I’ll have my coffee in a few minutes. First, I must note something relating to the powers of the writer.
Power Number 1: sending a miscreant, anarchistic character into banishment i.e. cutting and pasting most of her scenes into a separate file – the equivalent to offering the character a time out in her room, prior to hitting the delete button, if she doesn’t keep on threatening she will commit suicide, and never deliver. The other characters – and the writer – have run out of patience for the time being. The rest of the story proceeds without her; we’ll see how she deals with her problems, or doesn’t, in a few more chapters. If all else fails, the cast and crew will send her flowers.

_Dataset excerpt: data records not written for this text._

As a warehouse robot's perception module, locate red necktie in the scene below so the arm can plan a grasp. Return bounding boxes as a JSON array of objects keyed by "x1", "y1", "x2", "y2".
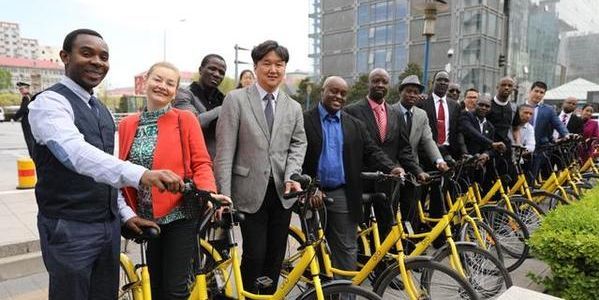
[
  {"x1": 374, "y1": 104, "x2": 387, "y2": 142},
  {"x1": 437, "y1": 99, "x2": 447, "y2": 145}
]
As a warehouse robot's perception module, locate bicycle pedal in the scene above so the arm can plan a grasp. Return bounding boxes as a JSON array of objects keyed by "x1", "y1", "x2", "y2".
[{"x1": 254, "y1": 276, "x2": 273, "y2": 290}]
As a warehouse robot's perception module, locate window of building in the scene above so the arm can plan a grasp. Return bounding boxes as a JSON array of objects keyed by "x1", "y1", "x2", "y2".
[
  {"x1": 358, "y1": 3, "x2": 369, "y2": 25},
  {"x1": 356, "y1": 50, "x2": 368, "y2": 74},
  {"x1": 358, "y1": 28, "x2": 369, "y2": 48},
  {"x1": 371, "y1": 2, "x2": 389, "y2": 22},
  {"x1": 373, "y1": 49, "x2": 387, "y2": 68}
]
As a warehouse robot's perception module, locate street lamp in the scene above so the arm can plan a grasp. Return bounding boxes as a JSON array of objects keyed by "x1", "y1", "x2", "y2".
[
  {"x1": 234, "y1": 44, "x2": 250, "y2": 80},
  {"x1": 413, "y1": 0, "x2": 449, "y2": 92},
  {"x1": 162, "y1": 19, "x2": 187, "y2": 61}
]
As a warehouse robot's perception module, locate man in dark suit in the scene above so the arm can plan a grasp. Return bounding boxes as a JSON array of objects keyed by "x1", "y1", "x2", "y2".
[
  {"x1": 393, "y1": 75, "x2": 448, "y2": 227},
  {"x1": 460, "y1": 96, "x2": 506, "y2": 187},
  {"x1": 419, "y1": 71, "x2": 468, "y2": 238},
  {"x1": 528, "y1": 81, "x2": 569, "y2": 178},
  {"x1": 343, "y1": 68, "x2": 427, "y2": 238},
  {"x1": 214, "y1": 41, "x2": 306, "y2": 294},
  {"x1": 303, "y1": 76, "x2": 404, "y2": 276},
  {"x1": 553, "y1": 97, "x2": 584, "y2": 138}
]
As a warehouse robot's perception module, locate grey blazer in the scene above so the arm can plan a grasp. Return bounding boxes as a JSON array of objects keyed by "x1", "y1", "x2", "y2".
[
  {"x1": 214, "y1": 85, "x2": 307, "y2": 213},
  {"x1": 392, "y1": 102, "x2": 442, "y2": 165}
]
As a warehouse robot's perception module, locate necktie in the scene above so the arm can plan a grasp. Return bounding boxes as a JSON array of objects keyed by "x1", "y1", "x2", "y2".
[
  {"x1": 406, "y1": 110, "x2": 412, "y2": 137},
  {"x1": 437, "y1": 99, "x2": 447, "y2": 145},
  {"x1": 89, "y1": 95, "x2": 100, "y2": 119},
  {"x1": 264, "y1": 93, "x2": 275, "y2": 132},
  {"x1": 374, "y1": 104, "x2": 387, "y2": 142}
]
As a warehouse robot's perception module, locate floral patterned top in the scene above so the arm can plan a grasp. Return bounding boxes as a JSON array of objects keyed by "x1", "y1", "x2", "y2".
[{"x1": 129, "y1": 104, "x2": 188, "y2": 224}]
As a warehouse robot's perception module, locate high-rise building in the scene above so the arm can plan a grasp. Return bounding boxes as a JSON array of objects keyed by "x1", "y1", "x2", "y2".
[
  {"x1": 0, "y1": 21, "x2": 39, "y2": 59},
  {"x1": 310, "y1": 0, "x2": 568, "y2": 94}
]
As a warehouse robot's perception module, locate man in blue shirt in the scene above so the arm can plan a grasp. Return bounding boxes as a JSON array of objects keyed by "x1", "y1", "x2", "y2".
[
  {"x1": 528, "y1": 81, "x2": 569, "y2": 178},
  {"x1": 303, "y1": 76, "x2": 404, "y2": 276},
  {"x1": 29, "y1": 29, "x2": 183, "y2": 299}
]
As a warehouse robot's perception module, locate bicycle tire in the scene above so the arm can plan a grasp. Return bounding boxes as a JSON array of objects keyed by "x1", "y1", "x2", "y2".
[
  {"x1": 433, "y1": 243, "x2": 512, "y2": 299},
  {"x1": 117, "y1": 261, "x2": 135, "y2": 300},
  {"x1": 459, "y1": 219, "x2": 504, "y2": 264},
  {"x1": 530, "y1": 190, "x2": 569, "y2": 213},
  {"x1": 480, "y1": 205, "x2": 530, "y2": 272},
  {"x1": 297, "y1": 282, "x2": 382, "y2": 300},
  {"x1": 374, "y1": 257, "x2": 479, "y2": 300},
  {"x1": 497, "y1": 196, "x2": 545, "y2": 234}
]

Power Number 2: making the person housing a resident writer sound remarkably wise. In the photo above, all I meant to do was snap a picture of the river and go on with my afternoon walk. Halfway across the footbridge, I meet a woman coming from the opposite direction with a need to talk about her life, her health, her children, her general take on life. I listened and made the appropriate comments, as required. Still and all, there was the matter of a walk still to be taken, while the woman carried on about aging, and how people expect women to behave, past the age of fifty. At which point the resident writer piped up with a line spoken by a character in an old, old draft. It was based on that Beatles song “When I’m sixty-four” (will you still need me, will you still feed me when I’m…). “I turned sixty-four the other day,” I said. From there, I moved straight into plagiarism of that draft character of old: “Everybody else seems to know what that means, but I don’t. I’ve never been sixty-four before, and never will be again. I intend to discover on my own what it means to me.” Lo and behold – t’was the nugget that woman happened to be expecting.
Those are but two of the powers resident in a writer. There are others but for this morning, I’m satisfied knowing even characters banished from drafts, or left to languish in unfinished ones, still hold unspeakably potent powers, with or without coffee.
Hopefully, with coffee, the writer will also manage to make something worthwhile out of today’s bout of revision.